So, investigators did not wait for patients to refer themselves or to be referred by physicians to the trial, they reached out to them. Applying their exclusion criteria, the investigators obtained a sample that mostly had been prescribed antidepressants, with no indication that the prescription had ended. The length of time which 70% patients had been on antidepressants was highly skewed, with a mean of 164 weeks and a median of 19. These figures strain credibility. I have reached out to the authors with a question whether there is an error in the table and await clarification.

We cannot assume that patients whose records indicate they were prescribed an antidepressant were refilling their prescriptions at the time of recruitment, were faithfully adhering, or were even being monitored.  The length of time since initial prescription increases skepticism whether there was adequate exposure to antidepressants at the time of recruitment to the study..

The inadequacy of antidepressant treatment in routine primary care

Refilling of first prescriptions of antidepressants in primary care, adherence, and monitoring and follow-up by providers are notoriously low.

Guideline-congruent treatment with antidepressants in the United States requires a five week follow up visit, which is only infrequently received in routine. When the five week follow-up visit is kept,

Rates of improvement in depression associated with prescription of an antidepressant in routine care approximate that achieved with pill placebo in antidepressant trials. The reasons for this are complex: but center on depression being of mild to moderate severity in primary care. Perhaps more important is that the attention, provisional positive expectations and support provided in routine primary care is lower than what is provided in the blinded pill-placebo condition in clinical trials.

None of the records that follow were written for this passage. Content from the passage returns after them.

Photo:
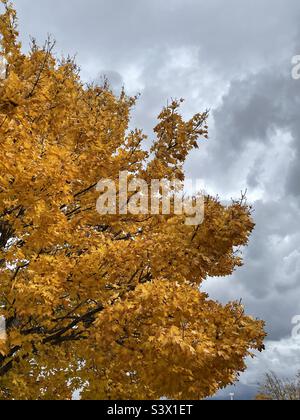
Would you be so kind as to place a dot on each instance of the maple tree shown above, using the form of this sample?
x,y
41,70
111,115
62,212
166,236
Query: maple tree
x,y
108,304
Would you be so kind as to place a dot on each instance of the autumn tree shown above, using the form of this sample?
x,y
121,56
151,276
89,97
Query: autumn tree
x,y
275,388
107,304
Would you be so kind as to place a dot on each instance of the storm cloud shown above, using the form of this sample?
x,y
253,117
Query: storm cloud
x,y
234,58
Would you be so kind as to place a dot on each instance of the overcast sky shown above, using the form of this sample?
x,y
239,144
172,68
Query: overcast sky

In blinded trials, neither the provider nor patient know whether the active medication or a pill placebo is being administered. The famous NIMH National Collaborative Study found, not surprisingly, that response in the pill-placebo condition was predicted by the quality of the therapeutic alliance between patient and provider.

In The Lancet study, readers are not provided with important baseline characteristics of the patients that are crucial to interpreting the results and their generalizability. We don’t know the baseline or subsequent adequacy of antidepressant treatment or of the quality of the routine care being provided for it. Given that antidepressants are not the first-line treatment for mild to moderate depression, we don’t know why these patients were not receiving psychotherapy. We don’t know even whether the recruited patients were previously offered psychotherapy and with what uptake, except that they were not receiving it two months prior to recruitment.

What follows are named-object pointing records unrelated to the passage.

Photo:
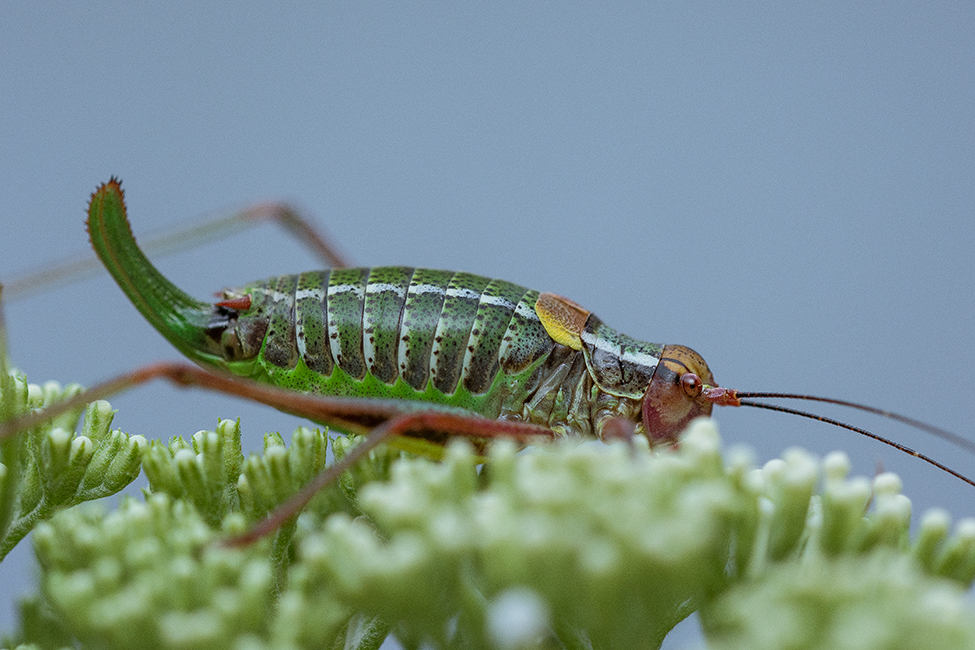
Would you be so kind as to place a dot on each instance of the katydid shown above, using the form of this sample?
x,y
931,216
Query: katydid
x,y
416,356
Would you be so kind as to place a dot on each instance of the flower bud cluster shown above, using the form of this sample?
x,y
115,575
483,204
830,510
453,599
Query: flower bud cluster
x,y
585,546
152,575
49,467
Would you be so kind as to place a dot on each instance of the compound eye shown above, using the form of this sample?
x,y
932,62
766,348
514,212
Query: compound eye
x,y
691,384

There is a fascinating missing story about why these patients were not receiving psychotherapy at the start of the study and why and with what accuracy they were described as taking antidepressants.

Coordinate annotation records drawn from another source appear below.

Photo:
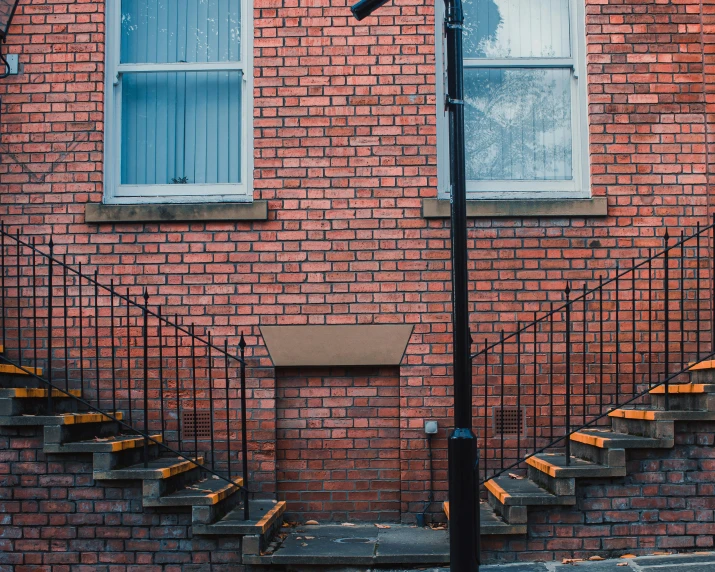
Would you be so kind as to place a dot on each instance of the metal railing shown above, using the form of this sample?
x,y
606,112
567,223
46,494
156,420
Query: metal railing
x,y
600,348
112,352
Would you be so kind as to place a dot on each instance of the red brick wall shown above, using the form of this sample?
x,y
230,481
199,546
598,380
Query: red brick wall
x,y
337,440
664,504
55,517
345,152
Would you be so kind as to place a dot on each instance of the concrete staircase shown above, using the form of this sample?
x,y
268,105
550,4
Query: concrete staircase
x,y
598,453
169,482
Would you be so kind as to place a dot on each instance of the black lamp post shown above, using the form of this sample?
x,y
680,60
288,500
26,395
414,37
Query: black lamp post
x,y
463,458
7,11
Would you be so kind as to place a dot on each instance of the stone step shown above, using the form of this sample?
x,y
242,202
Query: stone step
x,y
100,445
35,393
18,401
688,388
157,469
608,439
490,523
685,397
659,415
263,515
703,372
7,369
64,419
524,492
510,498
555,467
608,448
206,493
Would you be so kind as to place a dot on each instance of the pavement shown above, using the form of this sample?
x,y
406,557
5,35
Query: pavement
x,y
700,562
399,548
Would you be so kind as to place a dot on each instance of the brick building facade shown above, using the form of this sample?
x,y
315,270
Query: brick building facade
x,y
345,157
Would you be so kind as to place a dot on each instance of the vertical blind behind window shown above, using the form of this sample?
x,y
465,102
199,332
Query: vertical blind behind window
x,y
519,117
181,127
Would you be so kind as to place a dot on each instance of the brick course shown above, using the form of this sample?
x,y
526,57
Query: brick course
x,y
337,439
344,130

Readers are not told what happened to antidepressant treatment during the trial. To what extent did patients who were not receiving antidepressants begin doing so? As result of the more frequent contact and support provided in the psychotherapy, to what extent was there improvement in adherence, as well as the ongoing support inattention per providers and attention from primary care providers?

Depression identified in primary care is a highly heterogeneous condition, more so than among patients recruited from treatment in specialty mental health settings. Much of the depression has only the minimum number of symptoms required for a diagnosis or one more. The reliability of diagnosis is therefore lower than in specialty mental health settings. Much of the depression and anxiety disorders identified with semi structured research instruments in populations that is not selected for having sought treatment resolves itself without formal intervention.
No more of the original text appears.